Trois ans s’écoulèrent encore sans que je la revisse, mais non pas sans que j’entendisse parler d’elle, car elle m’écrivait parfois. Des lettres insignifiantes, où pourtant je sentais une tendresse pour moi et une angoisse personnelle latentes.

Je venais de me réinstaller à Paris, cette fois définitivement, lorsque Simone tomba chez moi, sans avertissement préalable, un matin de janvier que je vois encore, sec, froid, brillant…

On avait allumé dans mon cabinet de travail, pour la première fois, un poêle norvégien recouvert de bois verni, que j’avais rapporté et fait poser Dieu sait avec quelles peines, et une forte odeur résineuse emplissait la pièce. Un gros bouquet de tulipes roses envoyé par une amie attira l’attention de Simone qui, sans me dire bonjour, nerveuse, le visage contracté, les paupières battantes, s’écria, de cette voix fêlée, inégale, des minutes de grande émotion — où néanmoins on éprouve le besoin de prononcer des banalités :

— Tiens, qu’est-ce que cela sept chez vous ?… je croyais que les tulipes n’avaient pas d’odeur !… Mais vous, marraine, vous avez la spécialité de bouleverser à votre guise toutes les lois de la nature !…

Elle se jeta sur un fauteuil, se releva, me tendit les deux mains ; puis, tout à coup, sauta à mon cou, m’étreignit de toutes ses forces et éclata en sanglots.

Des minutes se passèrent, émouvantes.

Lorsque je sentis son corps frêle se détendre, peser sur mon bras qui l’enlaçait, quand ses sanglots se firent moins brefs, plus espacés, je la déposai sur un canapé, où je m’assis près d’elle.

Elle prit son mouchoir, tamponna ses yeux, et alors, d’une voix tremblante, vibrant d’une immense douleur, elle dit :

— Oh ! c’est encore bien plus grave que vous ne l’imaginez !…

Elle, comme tant d’autres, sentait qu’avec moi une partie des confidences était inutile, que je devinais presque tout avant qu’on me l’avouât.

Pourtant, la cause du désespoir de ma petite amie différait par le détail de ce que j’avais présumé.

À présent, elle parlait d’abondance, soulageant son pauvre cœur gonflé et ulcéré.

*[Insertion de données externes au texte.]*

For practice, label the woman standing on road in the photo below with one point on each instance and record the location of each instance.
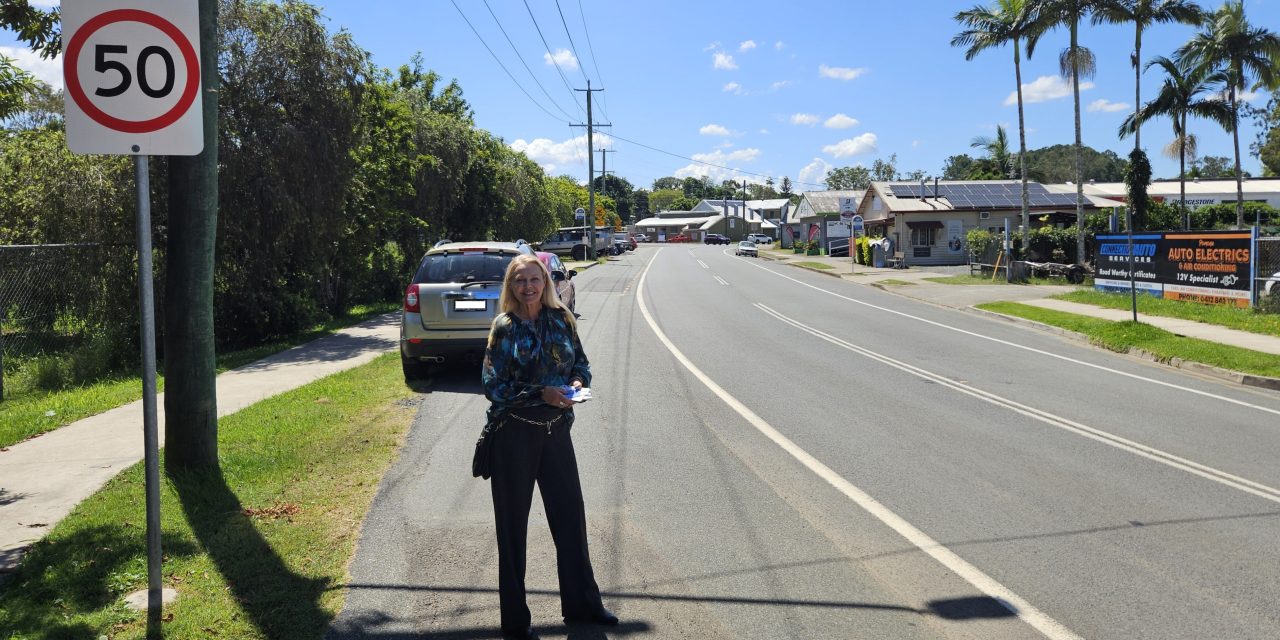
(534, 351)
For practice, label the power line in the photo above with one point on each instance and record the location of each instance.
(604, 103)
(571, 42)
(524, 63)
(552, 54)
(503, 67)
(709, 164)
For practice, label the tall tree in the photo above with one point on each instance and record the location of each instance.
(1187, 91)
(1074, 62)
(999, 158)
(190, 398)
(1143, 14)
(1246, 53)
(1006, 22)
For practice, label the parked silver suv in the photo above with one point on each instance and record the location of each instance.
(452, 302)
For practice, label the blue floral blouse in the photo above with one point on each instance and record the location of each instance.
(522, 357)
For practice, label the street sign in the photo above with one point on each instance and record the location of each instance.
(132, 76)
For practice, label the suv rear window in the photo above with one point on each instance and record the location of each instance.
(458, 268)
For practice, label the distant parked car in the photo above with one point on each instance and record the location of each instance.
(452, 301)
(562, 278)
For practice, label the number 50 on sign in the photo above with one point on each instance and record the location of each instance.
(132, 71)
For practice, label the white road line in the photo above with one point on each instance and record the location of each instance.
(1234, 481)
(1022, 608)
(1136, 376)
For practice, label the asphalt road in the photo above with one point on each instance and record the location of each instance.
(773, 453)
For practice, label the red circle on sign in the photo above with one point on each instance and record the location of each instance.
(188, 55)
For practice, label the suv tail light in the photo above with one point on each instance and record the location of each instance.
(411, 298)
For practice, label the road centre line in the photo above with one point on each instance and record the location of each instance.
(1013, 602)
(1033, 350)
(1224, 478)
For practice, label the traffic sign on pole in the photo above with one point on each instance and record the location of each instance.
(132, 76)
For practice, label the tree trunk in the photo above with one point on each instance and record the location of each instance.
(190, 398)
(1079, 169)
(1239, 177)
(1022, 150)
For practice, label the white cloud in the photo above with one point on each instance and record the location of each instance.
(864, 144)
(50, 72)
(1107, 106)
(814, 172)
(840, 122)
(563, 59)
(552, 155)
(844, 73)
(1043, 88)
(717, 158)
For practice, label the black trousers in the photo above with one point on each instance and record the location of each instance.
(525, 455)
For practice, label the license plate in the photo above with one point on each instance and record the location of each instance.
(470, 305)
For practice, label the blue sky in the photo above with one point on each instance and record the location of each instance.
(757, 87)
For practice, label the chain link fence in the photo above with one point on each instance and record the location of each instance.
(1267, 286)
(65, 312)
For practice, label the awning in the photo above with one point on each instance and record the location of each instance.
(924, 224)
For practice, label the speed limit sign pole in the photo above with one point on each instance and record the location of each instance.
(132, 77)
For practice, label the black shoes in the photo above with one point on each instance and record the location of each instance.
(600, 616)
(525, 634)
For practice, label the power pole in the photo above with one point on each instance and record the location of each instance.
(604, 174)
(590, 169)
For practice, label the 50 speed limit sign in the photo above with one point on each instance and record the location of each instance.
(132, 74)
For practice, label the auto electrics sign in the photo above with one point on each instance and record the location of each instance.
(132, 73)
(1201, 266)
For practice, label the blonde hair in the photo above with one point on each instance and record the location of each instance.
(507, 302)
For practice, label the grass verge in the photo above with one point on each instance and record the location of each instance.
(814, 265)
(259, 551)
(1234, 318)
(27, 412)
(981, 279)
(1162, 344)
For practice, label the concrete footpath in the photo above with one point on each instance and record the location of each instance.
(44, 479)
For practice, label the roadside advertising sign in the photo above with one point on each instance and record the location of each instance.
(132, 74)
(1202, 266)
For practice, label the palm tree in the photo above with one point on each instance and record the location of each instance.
(988, 27)
(1187, 91)
(1143, 14)
(1243, 51)
(1073, 63)
(997, 154)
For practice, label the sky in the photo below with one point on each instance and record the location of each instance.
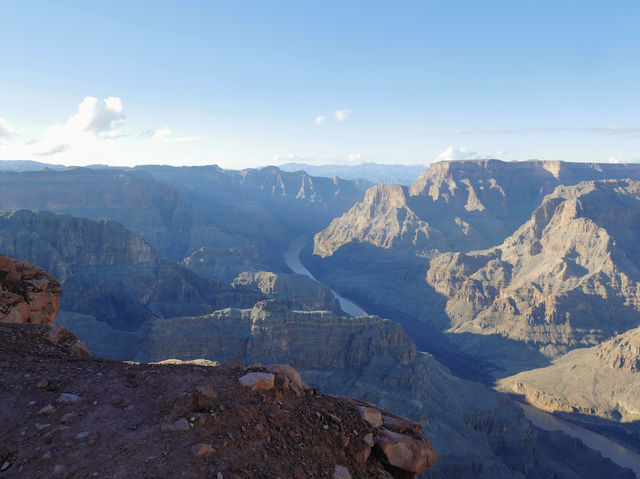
(244, 84)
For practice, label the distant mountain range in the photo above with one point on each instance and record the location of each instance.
(372, 172)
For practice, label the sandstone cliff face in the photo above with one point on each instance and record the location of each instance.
(27, 293)
(476, 432)
(600, 381)
(111, 273)
(457, 205)
(299, 291)
(132, 198)
(69, 415)
(569, 277)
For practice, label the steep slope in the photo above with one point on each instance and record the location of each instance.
(569, 277)
(373, 173)
(111, 273)
(132, 198)
(457, 205)
(69, 415)
(27, 293)
(477, 432)
(602, 381)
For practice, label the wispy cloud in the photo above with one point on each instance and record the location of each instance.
(164, 134)
(6, 132)
(453, 153)
(606, 130)
(54, 150)
(342, 115)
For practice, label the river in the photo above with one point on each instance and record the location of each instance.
(292, 259)
(608, 448)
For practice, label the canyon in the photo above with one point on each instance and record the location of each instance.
(485, 270)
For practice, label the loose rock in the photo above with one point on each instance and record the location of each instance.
(258, 381)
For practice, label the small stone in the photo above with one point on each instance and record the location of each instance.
(48, 409)
(368, 439)
(258, 381)
(232, 365)
(295, 381)
(401, 425)
(67, 418)
(404, 452)
(203, 450)
(341, 472)
(68, 398)
(180, 425)
(370, 415)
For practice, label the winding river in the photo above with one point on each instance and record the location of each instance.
(608, 448)
(292, 258)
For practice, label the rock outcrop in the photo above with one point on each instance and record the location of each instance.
(110, 272)
(27, 293)
(300, 292)
(477, 432)
(65, 415)
(601, 381)
(569, 277)
(457, 205)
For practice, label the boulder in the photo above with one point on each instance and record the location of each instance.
(258, 381)
(404, 452)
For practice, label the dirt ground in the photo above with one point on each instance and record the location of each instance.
(76, 417)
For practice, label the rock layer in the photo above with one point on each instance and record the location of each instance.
(127, 420)
(27, 293)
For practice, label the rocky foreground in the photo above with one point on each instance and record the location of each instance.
(66, 414)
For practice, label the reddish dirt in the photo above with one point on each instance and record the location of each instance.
(115, 429)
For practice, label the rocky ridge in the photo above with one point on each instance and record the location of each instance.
(457, 205)
(27, 293)
(111, 273)
(68, 415)
(601, 381)
(477, 432)
(569, 277)
(65, 413)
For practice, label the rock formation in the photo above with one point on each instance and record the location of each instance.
(111, 273)
(477, 432)
(65, 414)
(569, 277)
(27, 293)
(457, 205)
(300, 292)
(602, 381)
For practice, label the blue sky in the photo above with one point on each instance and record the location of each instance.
(252, 83)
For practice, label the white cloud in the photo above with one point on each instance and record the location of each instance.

Elle me dit d’abord sa longue lutte contre la haine irraisonnée, maladive, que son mari lui avait inspirée dès le début de leur mariage, invinciblement, et avec une intensité qu’à l’heure qu’il était elle ne pouvait plus comprendre ni expliquer.

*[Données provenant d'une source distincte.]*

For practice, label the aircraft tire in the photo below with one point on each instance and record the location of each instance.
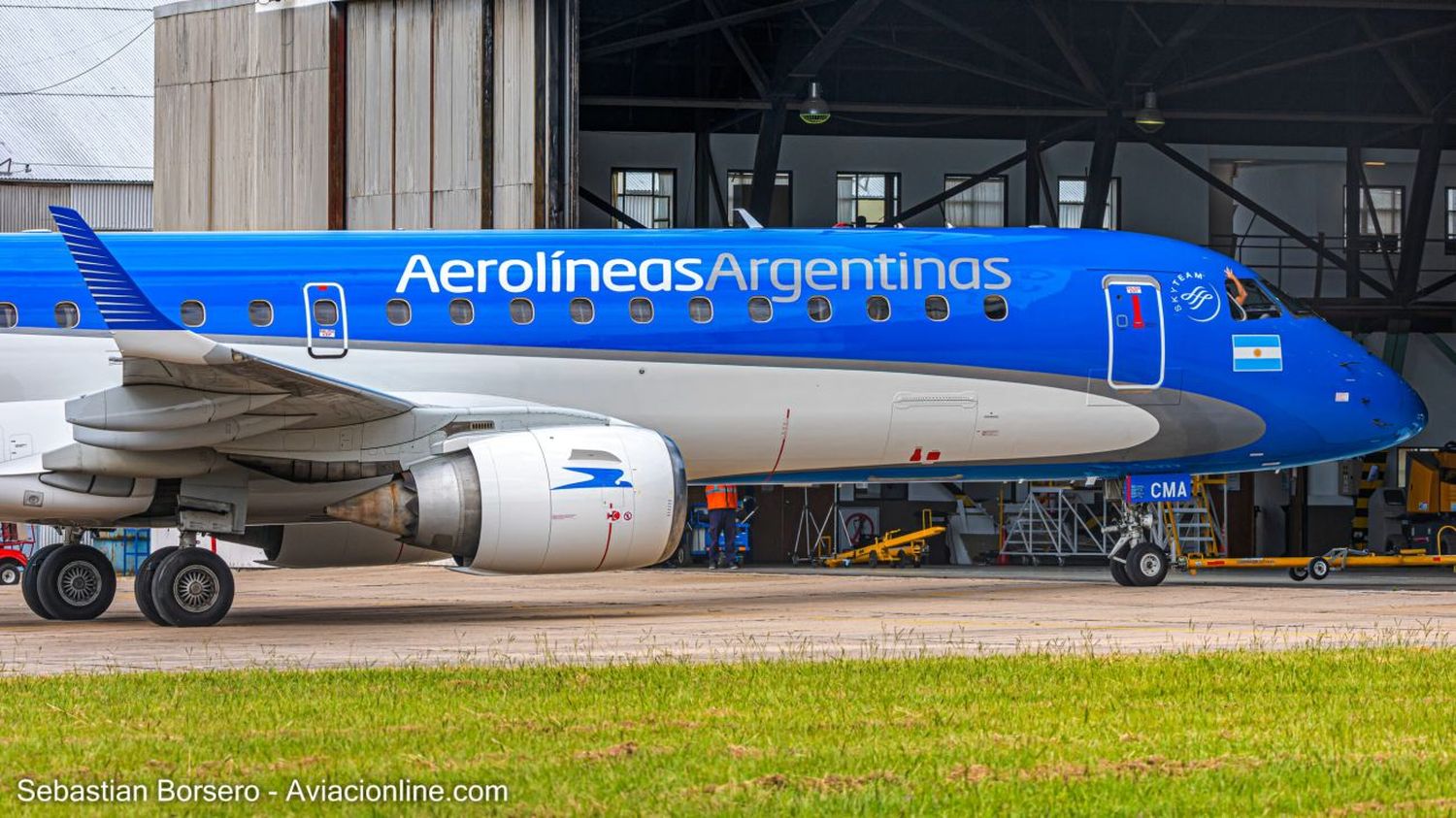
(1318, 568)
(1118, 571)
(142, 585)
(1146, 565)
(192, 588)
(28, 581)
(76, 582)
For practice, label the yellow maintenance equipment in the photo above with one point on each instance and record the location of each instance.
(893, 549)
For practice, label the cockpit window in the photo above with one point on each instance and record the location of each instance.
(1293, 305)
(1248, 300)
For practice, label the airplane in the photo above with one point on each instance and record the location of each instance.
(539, 401)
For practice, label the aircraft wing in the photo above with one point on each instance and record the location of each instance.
(157, 352)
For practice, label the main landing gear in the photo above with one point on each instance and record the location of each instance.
(185, 587)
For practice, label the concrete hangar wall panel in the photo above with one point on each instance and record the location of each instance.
(242, 118)
(416, 114)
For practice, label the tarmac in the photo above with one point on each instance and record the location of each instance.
(428, 614)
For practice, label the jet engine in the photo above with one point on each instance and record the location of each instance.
(541, 501)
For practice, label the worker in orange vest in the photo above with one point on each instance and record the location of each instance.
(722, 518)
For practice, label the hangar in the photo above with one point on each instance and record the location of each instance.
(1307, 139)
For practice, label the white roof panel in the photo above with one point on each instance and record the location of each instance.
(76, 96)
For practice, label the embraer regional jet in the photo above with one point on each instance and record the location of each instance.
(539, 401)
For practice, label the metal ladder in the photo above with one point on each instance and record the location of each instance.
(1196, 527)
(1053, 523)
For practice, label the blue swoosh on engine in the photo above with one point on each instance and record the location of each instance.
(596, 479)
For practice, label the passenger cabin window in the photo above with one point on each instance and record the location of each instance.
(1248, 300)
(937, 308)
(67, 314)
(192, 313)
(877, 308)
(523, 311)
(325, 311)
(701, 311)
(259, 313)
(641, 311)
(995, 308)
(820, 309)
(760, 309)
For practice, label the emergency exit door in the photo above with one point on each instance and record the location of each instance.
(1135, 332)
(326, 319)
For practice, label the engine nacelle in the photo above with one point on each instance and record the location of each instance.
(541, 501)
(329, 544)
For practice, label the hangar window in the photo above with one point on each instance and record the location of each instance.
(581, 311)
(740, 192)
(67, 314)
(523, 311)
(995, 308)
(937, 308)
(701, 311)
(818, 309)
(398, 311)
(641, 311)
(760, 309)
(981, 206)
(192, 313)
(462, 311)
(259, 313)
(1382, 212)
(867, 198)
(1072, 195)
(645, 195)
(325, 311)
(877, 308)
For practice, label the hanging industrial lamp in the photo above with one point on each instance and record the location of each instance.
(1150, 119)
(814, 110)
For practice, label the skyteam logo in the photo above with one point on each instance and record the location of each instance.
(1196, 296)
(596, 479)
(1258, 354)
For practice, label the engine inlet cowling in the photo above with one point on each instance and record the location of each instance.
(539, 501)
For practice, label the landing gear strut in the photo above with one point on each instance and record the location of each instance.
(1135, 561)
(69, 581)
(183, 587)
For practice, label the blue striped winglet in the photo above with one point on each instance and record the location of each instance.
(121, 303)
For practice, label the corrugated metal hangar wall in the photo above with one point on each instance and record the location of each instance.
(367, 115)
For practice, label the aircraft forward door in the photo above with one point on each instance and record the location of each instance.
(326, 319)
(1136, 354)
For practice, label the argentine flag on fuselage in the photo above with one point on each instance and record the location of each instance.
(1257, 354)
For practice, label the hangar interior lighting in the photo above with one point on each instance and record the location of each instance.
(1149, 118)
(814, 110)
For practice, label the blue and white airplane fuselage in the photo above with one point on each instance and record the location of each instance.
(1115, 352)
(443, 389)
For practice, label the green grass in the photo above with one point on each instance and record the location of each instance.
(1237, 733)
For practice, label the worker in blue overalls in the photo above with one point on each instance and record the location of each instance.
(722, 518)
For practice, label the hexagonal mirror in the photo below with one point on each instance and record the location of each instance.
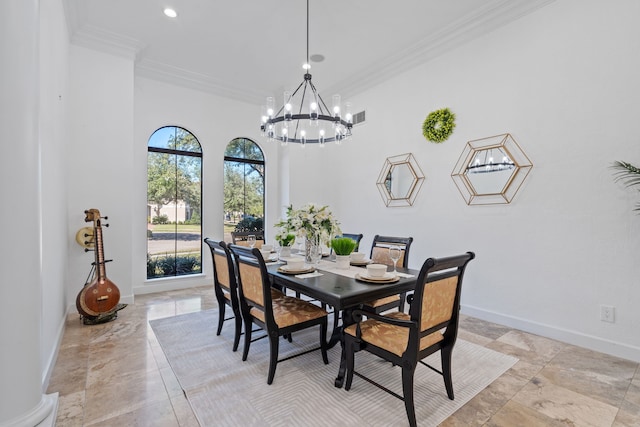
(400, 180)
(491, 170)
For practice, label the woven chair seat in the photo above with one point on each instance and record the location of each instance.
(289, 311)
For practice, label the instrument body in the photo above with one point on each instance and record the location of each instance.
(101, 295)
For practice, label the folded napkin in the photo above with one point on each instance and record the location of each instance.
(308, 275)
(405, 275)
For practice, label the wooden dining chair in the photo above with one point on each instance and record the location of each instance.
(277, 314)
(225, 287)
(406, 339)
(240, 238)
(380, 255)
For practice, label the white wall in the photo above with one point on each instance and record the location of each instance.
(100, 157)
(563, 81)
(53, 136)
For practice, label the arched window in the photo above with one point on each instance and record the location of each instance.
(243, 187)
(174, 203)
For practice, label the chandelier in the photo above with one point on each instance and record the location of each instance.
(304, 117)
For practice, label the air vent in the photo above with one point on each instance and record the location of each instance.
(359, 118)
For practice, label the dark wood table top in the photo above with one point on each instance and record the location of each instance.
(339, 291)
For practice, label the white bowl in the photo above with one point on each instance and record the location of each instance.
(295, 263)
(357, 256)
(376, 270)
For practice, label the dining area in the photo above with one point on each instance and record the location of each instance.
(356, 302)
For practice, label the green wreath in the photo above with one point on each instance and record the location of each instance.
(438, 125)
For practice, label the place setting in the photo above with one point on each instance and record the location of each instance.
(295, 266)
(358, 259)
(377, 274)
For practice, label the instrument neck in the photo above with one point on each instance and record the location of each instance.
(100, 269)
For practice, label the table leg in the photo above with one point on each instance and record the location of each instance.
(347, 320)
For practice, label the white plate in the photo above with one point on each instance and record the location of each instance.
(306, 269)
(378, 280)
(387, 276)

Tous les actes de cet homme, même les choses les plus insignifiantes, les gestes les plus ordinaires, lui devenaient odieux, l’horripilaient, parce que c’était lui qui les accomplissait.

Dès qu’il manifestait un goût, exprimait un désir, une nausée s’emparait d’elle, un besoin de résistance, de refus obstiné la faisait se raidir. Elle n’y cédait pas ; elle se morigénait, s’imposait le silence, la soumission ; elle remportait sur elle-même chaque jour, dix, vingt, cent victoires, mais celles-ci laissaient en elle une déchirure, mettaient son épiderme moral à vif.

Et un jour, cette aversion, cette révolte avaient débordé, amenant une pareille détente en son mari, qui lui aussi, autant qu’elle, quoique de façon différente, s’irritait d’elle, tout en s’efforçant de l’aimer et tâchant de se persuader qu’elle l’adorait…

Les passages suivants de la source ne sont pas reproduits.